Storing files into MongoDB as using Flask, pymongo and GridFS? - python

I have a very specific question. So i'm writing an app that takes in an integer and a file in flask and stores them as a key value pair in a MongoDB. I was writing the mongo part with the help of a friend that works for mongo and that part of the code was working fine. I want to know now how EXACTLY I'm supposed to send the files i recieve from Flask and put them into the mongoDB.
TLDR. I am writing files to disk, how can i store them inside of the mongoDB using functions that i already know are working, but i myself didn't write?

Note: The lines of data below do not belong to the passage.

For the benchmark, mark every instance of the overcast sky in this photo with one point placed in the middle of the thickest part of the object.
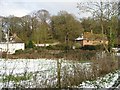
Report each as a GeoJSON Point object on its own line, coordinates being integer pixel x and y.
{"type": "Point", "coordinates": [23, 7]}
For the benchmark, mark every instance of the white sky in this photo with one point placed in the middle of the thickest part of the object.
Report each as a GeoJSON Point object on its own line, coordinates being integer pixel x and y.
{"type": "Point", "coordinates": [23, 7]}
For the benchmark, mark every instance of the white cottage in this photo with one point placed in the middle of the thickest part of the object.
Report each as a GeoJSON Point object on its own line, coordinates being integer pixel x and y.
{"type": "Point", "coordinates": [11, 47]}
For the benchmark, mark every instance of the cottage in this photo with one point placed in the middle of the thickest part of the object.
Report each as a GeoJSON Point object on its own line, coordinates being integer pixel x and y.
{"type": "Point", "coordinates": [15, 43]}
{"type": "Point", "coordinates": [11, 47]}
{"type": "Point", "coordinates": [89, 38]}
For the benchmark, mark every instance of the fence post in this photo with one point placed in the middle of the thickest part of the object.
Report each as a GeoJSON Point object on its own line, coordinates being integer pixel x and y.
{"type": "Point", "coordinates": [58, 74]}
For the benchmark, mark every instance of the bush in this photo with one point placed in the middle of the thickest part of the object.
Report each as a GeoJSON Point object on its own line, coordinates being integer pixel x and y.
{"type": "Point", "coordinates": [58, 47]}
{"type": "Point", "coordinates": [19, 51]}
{"type": "Point", "coordinates": [30, 44]}
{"type": "Point", "coordinates": [91, 47]}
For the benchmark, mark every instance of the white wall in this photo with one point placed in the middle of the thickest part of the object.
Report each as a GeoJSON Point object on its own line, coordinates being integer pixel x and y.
{"type": "Point", "coordinates": [12, 47]}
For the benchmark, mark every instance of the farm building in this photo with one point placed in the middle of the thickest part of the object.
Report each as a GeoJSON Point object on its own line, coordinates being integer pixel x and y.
{"type": "Point", "coordinates": [89, 38]}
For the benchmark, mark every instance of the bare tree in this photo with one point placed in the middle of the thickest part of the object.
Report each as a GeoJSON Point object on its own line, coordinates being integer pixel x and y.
{"type": "Point", "coordinates": [102, 11]}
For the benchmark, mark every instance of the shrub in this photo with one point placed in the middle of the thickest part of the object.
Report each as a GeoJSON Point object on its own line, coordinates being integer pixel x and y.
{"type": "Point", "coordinates": [30, 44]}
{"type": "Point", "coordinates": [19, 51]}
{"type": "Point", "coordinates": [92, 47]}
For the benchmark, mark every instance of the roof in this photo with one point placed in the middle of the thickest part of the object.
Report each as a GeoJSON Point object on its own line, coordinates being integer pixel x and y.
{"type": "Point", "coordinates": [92, 36]}
{"type": "Point", "coordinates": [79, 39]}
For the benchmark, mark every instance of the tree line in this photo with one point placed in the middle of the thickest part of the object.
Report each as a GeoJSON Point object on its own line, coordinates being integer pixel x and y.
{"type": "Point", "coordinates": [41, 27]}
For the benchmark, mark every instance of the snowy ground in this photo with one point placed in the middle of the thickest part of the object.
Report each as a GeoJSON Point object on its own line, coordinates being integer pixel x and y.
{"type": "Point", "coordinates": [102, 82]}
{"type": "Point", "coordinates": [45, 73]}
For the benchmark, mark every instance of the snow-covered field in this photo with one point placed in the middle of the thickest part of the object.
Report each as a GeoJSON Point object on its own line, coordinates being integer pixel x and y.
{"type": "Point", "coordinates": [44, 73]}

The tutorial for taking in files i found at http://runnable.com/UiPcaBXaxGNYAAAL/how-to-upload-a-file-to-the-server-in-flask-for-python
The code i'm talking about is hosted on my github https://github.com/DavidAwad/SpaceShare/blob/master/init.py
If you look at line 56. I want to put it into the MongoDB right there, and then remove it from disk, I'm aware however that this is hideously inefficient so if there's a way to make it only write directly in and out of the mongoDB i'm all ears.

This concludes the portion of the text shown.